Foster sees positives despite landslide defeat

Published on October 1, 2011 by

After months of being played out on the airwaves and in the courts, the Bridgeport primary finally took place on Tuesday, Sept. 27, two weeks after its originally scheduled date of Sept. 13, and the clear winner was incumbent Mayor Bill Finch. And the Democratic Town Committee also enjoyed a banner day.

Shortly after the polls had closed the Town Clerk’s office posted the unofficial totals, which were overwhelmingly in favor of the incumbent. Unofficially, Finch had 5,393 votes to Foster’s 3,798. Those numbers translate into the landslide totals of 59 percent to 41 percent.

The most significant number involving the Democratic primary was 21, however. That number represents the turnout for the election, meaning that only 21 percent of the city’s registered Democrats bothered to cast their ballots. The paltry turnout was a boon for Finch; Foster needed a big turnout to have a shot at dethroning Finch.

“I can’t believe it,” said Jack Lyons, a Bridgeport postal worker and Foster supporter. “People can’t even show up to vote? This city deserves what it gets.”

Finch was in an ebullient mood following his victory, and spent much of the night dancing around Tiago’s, the downtown restaurant where his victory celebration was staged.

“You know what,” Finch told his raucous supporters. “We stayed positive. There were those who wanted to tear Bridgeport down but we remain focused on all the good we’ve accomplished in this city in the past four years and the voters agreed. We’ve got more work to do, sure, but we are moving this city forward.”

While the atmosphere at Tiago’s was certainly electric as Finch and his supporters tripped the night fantastic, the atmosphere at the Foster celebration was surprisingly upbeat. Although she had suffered a nearly 20 percentage point defeat, Foster was able to stir her supporters and the atmosphere was one of jubilation rather than defeatism.

Foster’s crew had gathered at the newly renovated Bijou Theater on Fairfield Avenue, and they were in a joyful mood. After being introduced by former state senator Ernie Newton, former rival John Gomes and campaign manager Jason Bartlett, Foster loudly summed up her feelings about the quest for the big chair at City Hall Annex.

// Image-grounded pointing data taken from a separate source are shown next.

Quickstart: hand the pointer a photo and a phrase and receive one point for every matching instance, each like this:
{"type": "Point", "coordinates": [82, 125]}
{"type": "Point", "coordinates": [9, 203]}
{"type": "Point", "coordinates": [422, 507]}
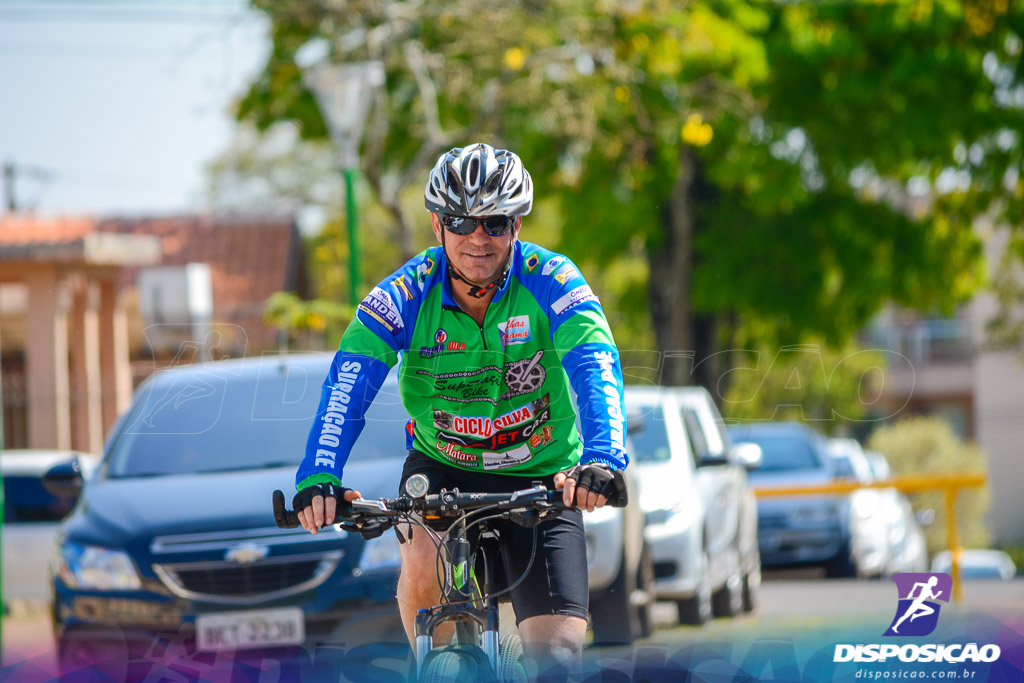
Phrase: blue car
{"type": "Point", "coordinates": [172, 546]}
{"type": "Point", "coordinates": [800, 530]}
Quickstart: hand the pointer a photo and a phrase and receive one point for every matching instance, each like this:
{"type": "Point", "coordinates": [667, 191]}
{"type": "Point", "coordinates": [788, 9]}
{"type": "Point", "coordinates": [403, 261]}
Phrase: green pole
{"type": "Point", "coordinates": [353, 237]}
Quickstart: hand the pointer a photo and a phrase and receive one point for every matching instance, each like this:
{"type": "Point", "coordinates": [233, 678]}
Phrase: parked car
{"type": "Point", "coordinates": [977, 563]}
{"type": "Point", "coordinates": [174, 532]}
{"type": "Point", "coordinates": [701, 515]}
{"type": "Point", "coordinates": [869, 521]}
{"type": "Point", "coordinates": [907, 549]}
{"type": "Point", "coordinates": [31, 516]}
{"type": "Point", "coordinates": [799, 530]}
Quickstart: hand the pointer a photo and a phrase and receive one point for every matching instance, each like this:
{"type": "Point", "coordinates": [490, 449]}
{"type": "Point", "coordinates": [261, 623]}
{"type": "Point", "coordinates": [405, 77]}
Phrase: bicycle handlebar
{"type": "Point", "coordinates": [385, 511]}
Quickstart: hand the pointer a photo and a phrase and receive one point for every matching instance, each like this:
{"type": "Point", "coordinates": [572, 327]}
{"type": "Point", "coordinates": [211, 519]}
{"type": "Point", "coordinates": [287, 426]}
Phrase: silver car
{"type": "Point", "coordinates": [700, 513]}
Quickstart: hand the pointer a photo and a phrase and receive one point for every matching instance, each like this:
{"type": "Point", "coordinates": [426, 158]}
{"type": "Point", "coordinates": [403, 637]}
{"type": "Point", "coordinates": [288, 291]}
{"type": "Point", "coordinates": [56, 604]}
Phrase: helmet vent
{"type": "Point", "coordinates": [492, 184]}
{"type": "Point", "coordinates": [453, 181]}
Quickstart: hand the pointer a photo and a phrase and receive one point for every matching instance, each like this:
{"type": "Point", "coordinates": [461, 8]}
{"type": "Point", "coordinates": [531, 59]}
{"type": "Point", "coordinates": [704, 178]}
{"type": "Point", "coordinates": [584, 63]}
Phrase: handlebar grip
{"type": "Point", "coordinates": [284, 517]}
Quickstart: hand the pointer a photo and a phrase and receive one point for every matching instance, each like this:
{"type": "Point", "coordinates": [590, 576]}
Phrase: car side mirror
{"type": "Point", "coordinates": [748, 455]}
{"type": "Point", "coordinates": [65, 479]}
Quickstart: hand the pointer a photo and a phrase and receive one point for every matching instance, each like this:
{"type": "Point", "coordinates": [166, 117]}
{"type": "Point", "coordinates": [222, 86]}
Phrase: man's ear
{"type": "Point", "coordinates": [435, 223]}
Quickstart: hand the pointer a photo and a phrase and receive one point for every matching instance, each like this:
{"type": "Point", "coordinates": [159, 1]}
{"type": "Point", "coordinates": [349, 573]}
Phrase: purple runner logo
{"type": "Point", "coordinates": [918, 613]}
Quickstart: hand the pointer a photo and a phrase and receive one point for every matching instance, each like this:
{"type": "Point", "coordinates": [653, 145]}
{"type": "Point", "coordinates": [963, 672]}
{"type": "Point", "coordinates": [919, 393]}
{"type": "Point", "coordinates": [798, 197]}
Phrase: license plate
{"type": "Point", "coordinates": [251, 628]}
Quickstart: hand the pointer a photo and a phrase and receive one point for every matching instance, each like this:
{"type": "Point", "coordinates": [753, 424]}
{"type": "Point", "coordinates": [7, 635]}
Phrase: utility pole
{"type": "Point", "coordinates": [8, 185]}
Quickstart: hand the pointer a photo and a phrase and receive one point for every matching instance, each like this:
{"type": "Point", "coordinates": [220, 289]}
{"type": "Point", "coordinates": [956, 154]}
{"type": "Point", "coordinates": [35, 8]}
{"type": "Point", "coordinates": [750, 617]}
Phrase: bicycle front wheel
{"type": "Point", "coordinates": [510, 669]}
{"type": "Point", "coordinates": [464, 664]}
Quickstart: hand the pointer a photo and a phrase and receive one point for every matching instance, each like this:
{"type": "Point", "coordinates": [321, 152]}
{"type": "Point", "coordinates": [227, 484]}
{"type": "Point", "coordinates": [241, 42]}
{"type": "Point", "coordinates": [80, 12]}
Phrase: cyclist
{"type": "Point", "coordinates": [493, 333]}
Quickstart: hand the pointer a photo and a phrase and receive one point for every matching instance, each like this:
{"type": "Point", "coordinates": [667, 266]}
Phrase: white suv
{"type": "Point", "coordinates": [700, 513]}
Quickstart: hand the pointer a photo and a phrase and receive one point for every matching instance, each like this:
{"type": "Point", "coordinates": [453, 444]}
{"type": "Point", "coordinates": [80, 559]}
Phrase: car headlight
{"type": "Point", "coordinates": [381, 553]}
{"type": "Point", "coordinates": [96, 568]}
{"type": "Point", "coordinates": [657, 516]}
{"type": "Point", "coordinates": [816, 513]}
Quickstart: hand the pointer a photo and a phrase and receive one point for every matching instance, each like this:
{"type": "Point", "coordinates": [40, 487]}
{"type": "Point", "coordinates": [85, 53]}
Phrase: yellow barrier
{"type": "Point", "coordinates": [949, 484]}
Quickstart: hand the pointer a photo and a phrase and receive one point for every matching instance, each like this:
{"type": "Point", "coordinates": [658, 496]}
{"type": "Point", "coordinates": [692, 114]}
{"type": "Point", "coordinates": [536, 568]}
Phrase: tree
{"type": "Point", "coordinates": [826, 387]}
{"type": "Point", "coordinates": [783, 169]}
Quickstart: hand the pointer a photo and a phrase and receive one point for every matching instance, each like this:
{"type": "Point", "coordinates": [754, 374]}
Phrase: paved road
{"type": "Point", "coordinates": [792, 608]}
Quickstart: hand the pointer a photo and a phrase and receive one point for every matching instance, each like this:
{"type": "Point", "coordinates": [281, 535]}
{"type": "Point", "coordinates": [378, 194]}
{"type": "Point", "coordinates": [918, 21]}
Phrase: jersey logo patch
{"type": "Point", "coordinates": [380, 306]}
{"type": "Point", "coordinates": [578, 296]}
{"type": "Point", "coordinates": [568, 272]}
{"type": "Point", "coordinates": [500, 461]}
{"type": "Point", "coordinates": [424, 269]}
{"type": "Point", "coordinates": [515, 331]}
{"type": "Point", "coordinates": [552, 265]}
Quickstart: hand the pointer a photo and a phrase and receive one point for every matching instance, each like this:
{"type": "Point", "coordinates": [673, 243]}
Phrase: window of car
{"type": "Point", "coordinates": [694, 433]}
{"type": "Point", "coordinates": [705, 417]}
{"type": "Point", "coordinates": [203, 423]}
{"type": "Point", "coordinates": [649, 435]}
{"type": "Point", "coordinates": [25, 500]}
{"type": "Point", "coordinates": [782, 453]}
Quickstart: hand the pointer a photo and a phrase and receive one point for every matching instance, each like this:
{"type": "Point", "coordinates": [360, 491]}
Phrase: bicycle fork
{"type": "Point", "coordinates": [461, 585]}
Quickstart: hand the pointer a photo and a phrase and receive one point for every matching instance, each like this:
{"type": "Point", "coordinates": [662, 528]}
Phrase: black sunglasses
{"type": "Point", "coordinates": [493, 225]}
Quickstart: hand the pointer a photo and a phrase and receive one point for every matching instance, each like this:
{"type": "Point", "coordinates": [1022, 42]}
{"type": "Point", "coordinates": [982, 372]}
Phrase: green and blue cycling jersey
{"type": "Point", "coordinates": [493, 398]}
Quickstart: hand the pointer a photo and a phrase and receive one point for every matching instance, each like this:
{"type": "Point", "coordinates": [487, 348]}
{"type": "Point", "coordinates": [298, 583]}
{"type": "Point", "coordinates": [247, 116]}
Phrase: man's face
{"type": "Point", "coordinates": [477, 256]}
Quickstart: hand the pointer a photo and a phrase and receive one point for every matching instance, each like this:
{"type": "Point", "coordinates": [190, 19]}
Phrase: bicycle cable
{"type": "Point", "coordinates": [509, 589]}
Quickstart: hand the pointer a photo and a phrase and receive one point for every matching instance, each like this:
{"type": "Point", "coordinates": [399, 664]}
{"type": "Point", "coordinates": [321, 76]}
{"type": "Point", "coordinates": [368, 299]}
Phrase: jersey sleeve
{"type": "Point", "coordinates": [581, 334]}
{"type": "Point", "coordinates": [369, 348]}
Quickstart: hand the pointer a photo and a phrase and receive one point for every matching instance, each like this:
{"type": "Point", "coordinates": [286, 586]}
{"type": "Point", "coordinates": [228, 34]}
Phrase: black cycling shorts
{"type": "Point", "coordinates": [557, 582]}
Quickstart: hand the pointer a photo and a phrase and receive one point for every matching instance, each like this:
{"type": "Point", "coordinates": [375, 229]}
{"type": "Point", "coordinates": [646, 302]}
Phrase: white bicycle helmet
{"type": "Point", "coordinates": [478, 180]}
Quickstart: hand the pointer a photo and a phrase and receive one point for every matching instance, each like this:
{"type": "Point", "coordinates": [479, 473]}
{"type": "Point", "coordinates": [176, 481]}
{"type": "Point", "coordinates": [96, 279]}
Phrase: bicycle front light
{"type": "Point", "coordinates": [92, 567]}
{"type": "Point", "coordinates": [381, 553]}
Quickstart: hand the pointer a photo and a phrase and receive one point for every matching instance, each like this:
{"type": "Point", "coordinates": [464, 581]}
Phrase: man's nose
{"type": "Point", "coordinates": [479, 235]}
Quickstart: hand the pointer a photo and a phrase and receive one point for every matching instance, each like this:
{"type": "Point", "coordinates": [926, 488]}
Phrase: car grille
{"type": "Point", "coordinates": [267, 580]}
{"type": "Point", "coordinates": [254, 579]}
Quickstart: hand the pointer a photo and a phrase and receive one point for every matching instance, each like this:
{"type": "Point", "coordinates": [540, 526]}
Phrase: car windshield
{"type": "Point", "coordinates": [201, 423]}
{"type": "Point", "coordinates": [781, 453]}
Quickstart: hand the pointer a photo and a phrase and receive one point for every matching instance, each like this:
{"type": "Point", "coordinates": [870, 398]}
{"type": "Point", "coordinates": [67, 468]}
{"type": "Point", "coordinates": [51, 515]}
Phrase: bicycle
{"type": "Point", "coordinates": [479, 653]}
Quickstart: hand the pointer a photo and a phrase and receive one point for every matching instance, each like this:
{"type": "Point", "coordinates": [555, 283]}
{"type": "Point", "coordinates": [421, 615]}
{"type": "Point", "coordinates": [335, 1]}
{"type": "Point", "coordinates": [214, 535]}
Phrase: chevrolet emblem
{"type": "Point", "coordinates": [247, 553]}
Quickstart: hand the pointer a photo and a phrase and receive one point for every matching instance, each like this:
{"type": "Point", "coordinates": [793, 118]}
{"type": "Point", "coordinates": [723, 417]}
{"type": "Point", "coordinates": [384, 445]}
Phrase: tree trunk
{"type": "Point", "coordinates": [671, 268]}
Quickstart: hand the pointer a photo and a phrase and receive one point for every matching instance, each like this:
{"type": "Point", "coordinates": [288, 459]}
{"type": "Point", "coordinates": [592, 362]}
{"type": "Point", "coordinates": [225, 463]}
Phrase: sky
{"type": "Point", "coordinates": [115, 107]}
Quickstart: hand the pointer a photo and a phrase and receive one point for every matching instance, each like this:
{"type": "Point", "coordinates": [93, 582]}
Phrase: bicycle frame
{"type": "Point", "coordinates": [475, 616]}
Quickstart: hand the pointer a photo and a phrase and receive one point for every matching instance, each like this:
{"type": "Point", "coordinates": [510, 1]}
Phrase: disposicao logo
{"type": "Point", "coordinates": [918, 614]}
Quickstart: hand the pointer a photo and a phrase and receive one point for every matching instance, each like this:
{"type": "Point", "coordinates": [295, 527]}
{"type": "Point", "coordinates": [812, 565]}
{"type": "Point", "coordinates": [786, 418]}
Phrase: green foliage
{"type": "Point", "coordinates": [920, 445]}
{"type": "Point", "coordinates": [809, 122]}
{"type": "Point", "coordinates": [307, 324]}
{"type": "Point", "coordinates": [827, 387]}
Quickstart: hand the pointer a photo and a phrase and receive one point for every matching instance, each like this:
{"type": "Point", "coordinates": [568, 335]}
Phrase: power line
{"type": "Point", "coordinates": [53, 14]}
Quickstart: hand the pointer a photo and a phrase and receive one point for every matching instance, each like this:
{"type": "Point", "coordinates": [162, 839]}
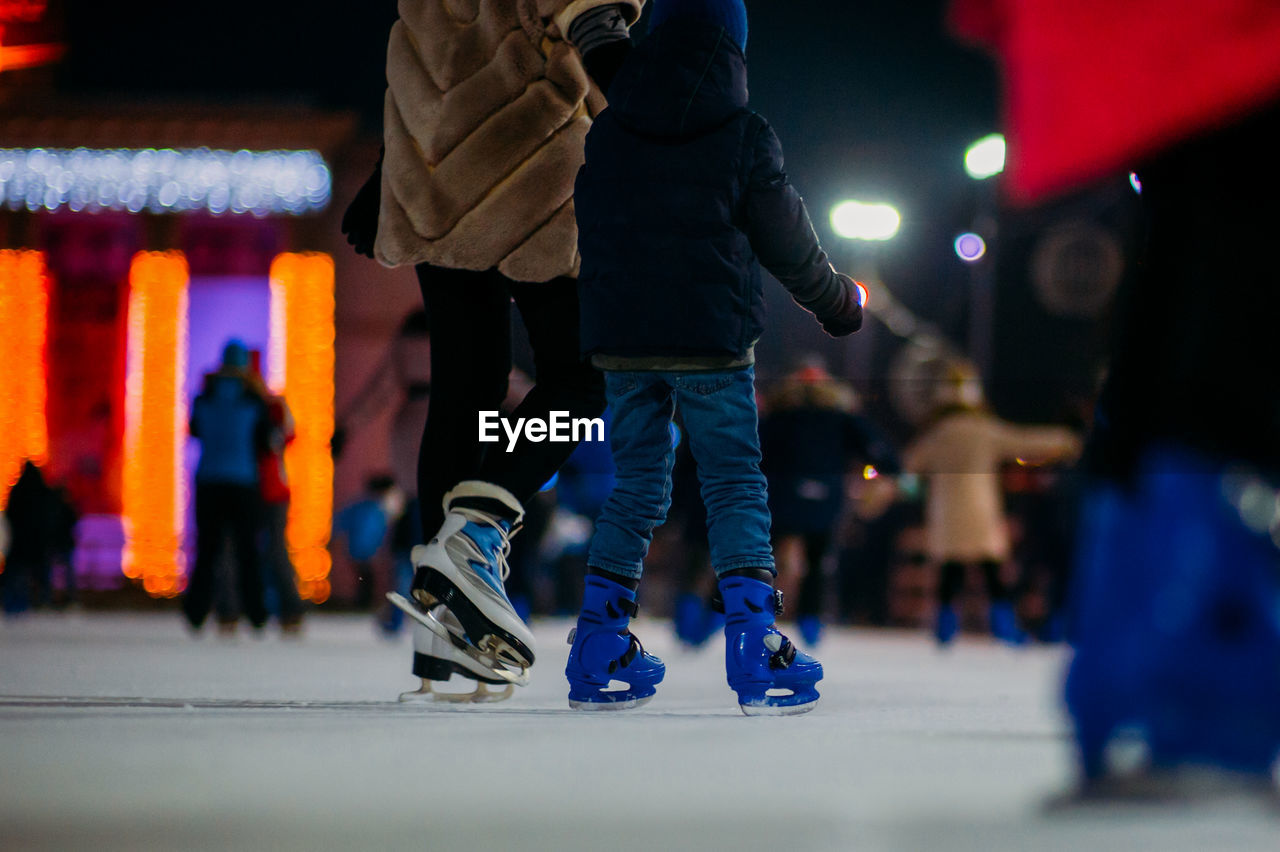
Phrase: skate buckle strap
{"type": "Point", "coordinates": [476, 516]}
{"type": "Point", "coordinates": [717, 603]}
{"type": "Point", "coordinates": [632, 651]}
{"type": "Point", "coordinates": [784, 651]}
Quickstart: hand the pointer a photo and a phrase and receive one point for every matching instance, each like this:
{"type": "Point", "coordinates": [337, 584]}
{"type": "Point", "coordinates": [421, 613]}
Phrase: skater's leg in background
{"type": "Point", "coordinates": [951, 576]}
{"type": "Point", "coordinates": [469, 315]}
{"type": "Point", "coordinates": [245, 511]}
{"type": "Point", "coordinates": [210, 535]}
{"type": "Point", "coordinates": [643, 404]}
{"type": "Point", "coordinates": [277, 560]}
{"type": "Point", "coordinates": [946, 621]}
{"type": "Point", "coordinates": [563, 383]}
{"type": "Point", "coordinates": [721, 424]}
{"type": "Point", "coordinates": [997, 590]}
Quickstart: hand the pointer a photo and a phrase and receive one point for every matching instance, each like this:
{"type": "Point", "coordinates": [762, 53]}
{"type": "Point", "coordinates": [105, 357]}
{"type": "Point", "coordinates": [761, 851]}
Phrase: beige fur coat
{"type": "Point", "coordinates": [485, 115]}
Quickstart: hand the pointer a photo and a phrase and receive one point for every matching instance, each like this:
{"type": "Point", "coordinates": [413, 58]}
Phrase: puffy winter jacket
{"type": "Point", "coordinates": [487, 109]}
{"type": "Point", "coordinates": [681, 197]}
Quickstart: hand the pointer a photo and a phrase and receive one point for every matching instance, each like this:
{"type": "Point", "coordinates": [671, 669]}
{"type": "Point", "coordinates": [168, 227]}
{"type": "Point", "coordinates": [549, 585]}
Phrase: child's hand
{"type": "Point", "coordinates": [360, 220]}
{"type": "Point", "coordinates": [849, 316]}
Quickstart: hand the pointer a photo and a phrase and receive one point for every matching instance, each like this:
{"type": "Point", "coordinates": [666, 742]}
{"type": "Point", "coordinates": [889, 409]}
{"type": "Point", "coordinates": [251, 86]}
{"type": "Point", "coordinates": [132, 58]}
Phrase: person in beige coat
{"type": "Point", "coordinates": [488, 104]}
{"type": "Point", "coordinates": [959, 456]}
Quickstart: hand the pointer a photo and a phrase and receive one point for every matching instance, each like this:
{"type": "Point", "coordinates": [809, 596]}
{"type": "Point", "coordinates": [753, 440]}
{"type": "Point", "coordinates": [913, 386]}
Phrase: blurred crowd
{"type": "Point", "coordinates": [963, 522]}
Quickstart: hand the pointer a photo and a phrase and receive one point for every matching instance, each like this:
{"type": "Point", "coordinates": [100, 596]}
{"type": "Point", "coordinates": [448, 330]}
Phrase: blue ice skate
{"type": "Point", "coordinates": [769, 676]}
{"type": "Point", "coordinates": [1176, 630]}
{"type": "Point", "coordinates": [604, 650]}
{"type": "Point", "coordinates": [1002, 622]}
{"type": "Point", "coordinates": [695, 622]}
{"type": "Point", "coordinates": [810, 628]}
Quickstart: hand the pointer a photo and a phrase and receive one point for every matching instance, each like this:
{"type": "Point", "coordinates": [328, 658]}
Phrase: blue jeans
{"type": "Point", "coordinates": [718, 411]}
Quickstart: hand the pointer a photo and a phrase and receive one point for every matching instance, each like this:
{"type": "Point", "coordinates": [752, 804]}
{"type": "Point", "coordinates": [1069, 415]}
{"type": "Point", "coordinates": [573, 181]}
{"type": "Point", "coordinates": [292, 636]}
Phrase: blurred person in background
{"type": "Point", "coordinates": [483, 137]}
{"type": "Point", "coordinates": [402, 381]}
{"type": "Point", "coordinates": [1176, 622]}
{"type": "Point", "coordinates": [959, 453]}
{"type": "Point", "coordinates": [274, 481]}
{"type": "Point", "coordinates": [810, 436]}
{"type": "Point", "coordinates": [365, 525]}
{"type": "Point", "coordinates": [231, 421]}
{"type": "Point", "coordinates": [32, 516]}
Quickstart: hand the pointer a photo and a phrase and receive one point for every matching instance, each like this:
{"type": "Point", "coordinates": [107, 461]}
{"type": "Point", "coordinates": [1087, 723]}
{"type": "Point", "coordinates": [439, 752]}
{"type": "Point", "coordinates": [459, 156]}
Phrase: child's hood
{"type": "Point", "coordinates": [685, 78]}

“This was worth it, we fell short but it was worth it,” Foster exclaimed. “We took the issues to the voters and we held the mayor accountable for his record. Make no mistake about it, we are going to be watching and speaking up at every turn from here on in.”
Despite finishing a distant second and having to cope with an exceedingly low turnout, Foster noted that there are far too many positives from her run for mayor and the campaign should not be measured solely on the results.

“I have made so many great new friends with this campaign and that’s the best part about all of this,” she said. “And if I can allow myself one pat on the back, I have become a rock star to teenage girls. We have all these young ladies at the University of Bridgeport who now want to be the next woman mayor of the city.”

On a somber note, Newton asked for a moment of silence to pray for state Sen. Ed Gomes who has been hospitalized.

In a conversation with the Fairfield County Independent, Finch stressed that despite the landslide results, this had not been an easy campaign to run.

“It was a lot of work,” said the mayor. “An incredible amount of work. And then with the extra two weeks it made the process that much tougher. I am very glad that it is finished.”
When Foster won the court decision to put her name on the ballot, she was also awarded an additional two weeks to campaign for the primary. This decision moved the primary date from Sept. 13 to Sept. 27.

It’s not over yet for Finch, although the winner of the Democratic primary is usually elected Bridgeport’s mayor. Finch faces challenges from Independent Jeff Kohut and Republican Rick Torres in the general election, which will be held on Tuesday, Nov. 8th.